Central nervous system effects of natural and synthetic glucocorticoids
Article first published online: 23 SEP 2009
© 2009 The Authors. Journal compilation © 2009 Japanese Society of Psychiatry and Neurology
Psychiatry and Clinical Neurosciences
Volume 63, Issue 5, pages 613–622, October 2009
How to Cite
Fietta, P., Fietta, P. and Delsante, G. (2009), Central nervous system effects of natural and synthetic glucocorticoids. Psychiatry and Clinical Neurosciences, 63: 613–622. doi: 10.1111/j.1440-1819.2009.02005.x
- Issue published online: 23 SEP 2009
- Article first published online: 23 SEP 2009
- Received 31 August 2008; revised 3 May 2009; accepted 19 May 2009.
- adverse effects;
- central nervous system;
- natural glucocorticoids;
- neuropsychic effects;
- synthetic glucocorticoids
Natural glucocorticoids (NGC) physiologically modulate body homeostasis and coordinate adaptive responses to stress, involving almost all organs and tissues, including brain. Since their therapeutic availability, synthetic GC (SGC) have been successfully prescribed for a variety of diseases. Mounting evidence, however, demonstrated pleiotropic adverse effects (AE), including central nervous system (CNS) disturbances, which are often misdiagnosed or underestimated. The aim of the present study was therefore to review and discuss the CNS effects of both NGC and SGC. A detailed search was carried out of the available literature using the PubMed (US National Library of Medicine) database. Cortisolemia plays a crucial role in control of behavior, cognition, mood, and early life programming of stress reactivity. Hypercortisolemia or SGC treatments may induce behavioral, psychic and cognitive disturbances, due to functional and, over time, structural alterations in specific brain target areas. These AE are generally dose and time dependent (infrequent at prednisone-equivalent doses <20 mg/day) and usually reversible. Pediatric patients are particularly susceptible. Behavioral changes, including feeding and sleeping modifications, are common.

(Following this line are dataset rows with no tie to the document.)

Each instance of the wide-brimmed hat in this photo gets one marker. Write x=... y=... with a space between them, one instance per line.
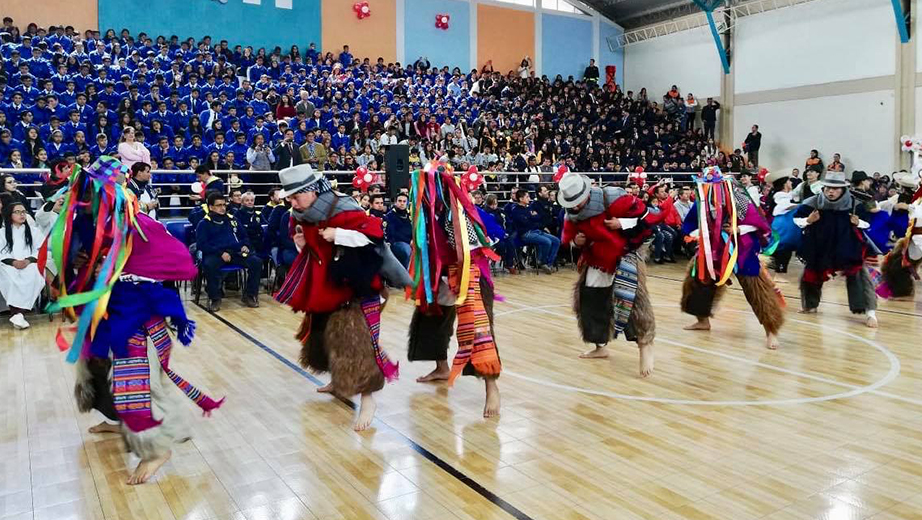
x=777 y=175
x=301 y=178
x=573 y=190
x=834 y=180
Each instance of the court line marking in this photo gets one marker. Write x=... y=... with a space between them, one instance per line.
x=855 y=390
x=428 y=455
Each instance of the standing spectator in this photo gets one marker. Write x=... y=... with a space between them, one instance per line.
x=709 y=117
x=752 y=145
x=259 y=155
x=592 y=72
x=398 y=229
x=131 y=151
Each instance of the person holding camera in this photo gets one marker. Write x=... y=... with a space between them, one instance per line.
x=259 y=155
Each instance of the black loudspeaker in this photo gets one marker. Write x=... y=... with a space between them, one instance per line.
x=397 y=168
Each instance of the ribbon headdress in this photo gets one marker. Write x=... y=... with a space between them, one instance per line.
x=96 y=195
x=716 y=206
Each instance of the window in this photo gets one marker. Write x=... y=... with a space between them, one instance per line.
x=561 y=5
x=527 y=3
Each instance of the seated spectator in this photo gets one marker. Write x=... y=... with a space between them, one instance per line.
x=222 y=243
x=20 y=280
x=398 y=229
x=528 y=221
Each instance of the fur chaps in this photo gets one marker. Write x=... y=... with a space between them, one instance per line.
x=340 y=343
x=898 y=278
x=699 y=299
x=761 y=295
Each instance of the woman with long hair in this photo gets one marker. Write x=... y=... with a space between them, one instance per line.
x=20 y=280
x=130 y=150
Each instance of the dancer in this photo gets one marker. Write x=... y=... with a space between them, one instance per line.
x=730 y=232
x=610 y=297
x=111 y=261
x=832 y=243
x=336 y=281
x=900 y=268
x=450 y=267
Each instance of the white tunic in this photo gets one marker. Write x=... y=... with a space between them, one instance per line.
x=20 y=287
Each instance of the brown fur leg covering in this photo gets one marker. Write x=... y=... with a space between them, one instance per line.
x=641 y=326
x=898 y=278
x=760 y=293
x=314 y=354
x=430 y=334
x=593 y=308
x=699 y=299
x=353 y=368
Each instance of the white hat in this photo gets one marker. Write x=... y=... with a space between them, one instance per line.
x=573 y=190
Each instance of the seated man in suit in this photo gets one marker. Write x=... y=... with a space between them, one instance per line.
x=222 y=242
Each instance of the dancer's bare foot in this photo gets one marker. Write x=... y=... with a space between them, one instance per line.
x=701 y=324
x=146 y=469
x=599 y=352
x=771 y=342
x=491 y=407
x=646 y=359
x=366 y=413
x=105 y=427
x=440 y=373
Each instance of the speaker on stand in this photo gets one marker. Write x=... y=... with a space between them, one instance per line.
x=397 y=168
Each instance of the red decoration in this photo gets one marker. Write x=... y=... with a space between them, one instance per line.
x=471 y=180
x=362 y=10
x=441 y=21
x=561 y=171
x=364 y=179
x=639 y=177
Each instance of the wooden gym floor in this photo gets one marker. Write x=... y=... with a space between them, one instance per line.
x=827 y=427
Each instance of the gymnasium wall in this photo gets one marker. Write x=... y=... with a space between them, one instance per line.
x=452 y=46
x=831 y=89
x=261 y=23
x=567 y=45
x=82 y=14
x=687 y=59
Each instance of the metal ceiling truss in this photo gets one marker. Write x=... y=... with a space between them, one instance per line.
x=699 y=20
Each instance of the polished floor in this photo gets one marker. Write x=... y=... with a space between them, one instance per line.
x=829 y=426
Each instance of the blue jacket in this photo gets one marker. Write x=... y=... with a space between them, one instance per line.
x=216 y=234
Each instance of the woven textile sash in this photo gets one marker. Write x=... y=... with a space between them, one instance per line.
x=475 y=337
x=624 y=291
x=371 y=309
x=131 y=378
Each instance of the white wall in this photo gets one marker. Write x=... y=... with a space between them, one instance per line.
x=818 y=42
x=858 y=126
x=688 y=59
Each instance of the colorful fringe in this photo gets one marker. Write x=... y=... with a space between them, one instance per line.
x=475 y=336
x=371 y=309
x=131 y=378
x=625 y=290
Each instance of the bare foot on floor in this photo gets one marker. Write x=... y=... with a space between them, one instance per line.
x=599 y=352
x=646 y=360
x=105 y=427
x=771 y=342
x=366 y=413
x=439 y=374
x=146 y=469
x=491 y=407
x=701 y=324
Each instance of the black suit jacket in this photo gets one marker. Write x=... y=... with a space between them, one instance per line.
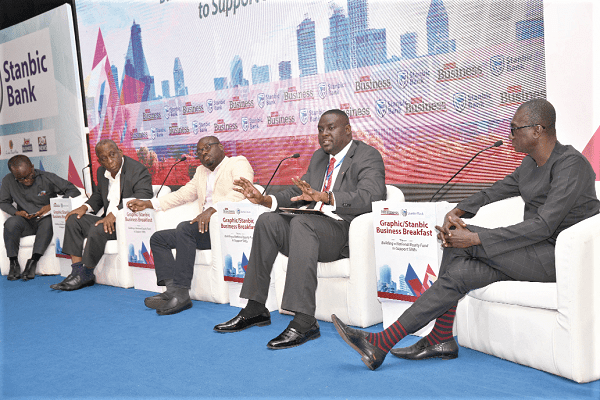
x=135 y=182
x=360 y=181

Psychic AE are unpredictable and heterogeneous, usually mild/moderate, severe in 5–10% of cases. Manic symptoms have been mostly associated with short SGC courses, and depressive disorder with long-term treatments. Suicidality has been reported. Cognitive AE peculiarly affect declarative memory performance. Physiologic levels of NGC are essential for efficient brain functions. Otherwise, hypercortisolemia and SGC treatments may cause dose-/time-dependent neuropsychic AE and, over time, structural alterations in brain target areas. Clinicians should carefully monitor patients, especially children and/or when administering high doses SGC.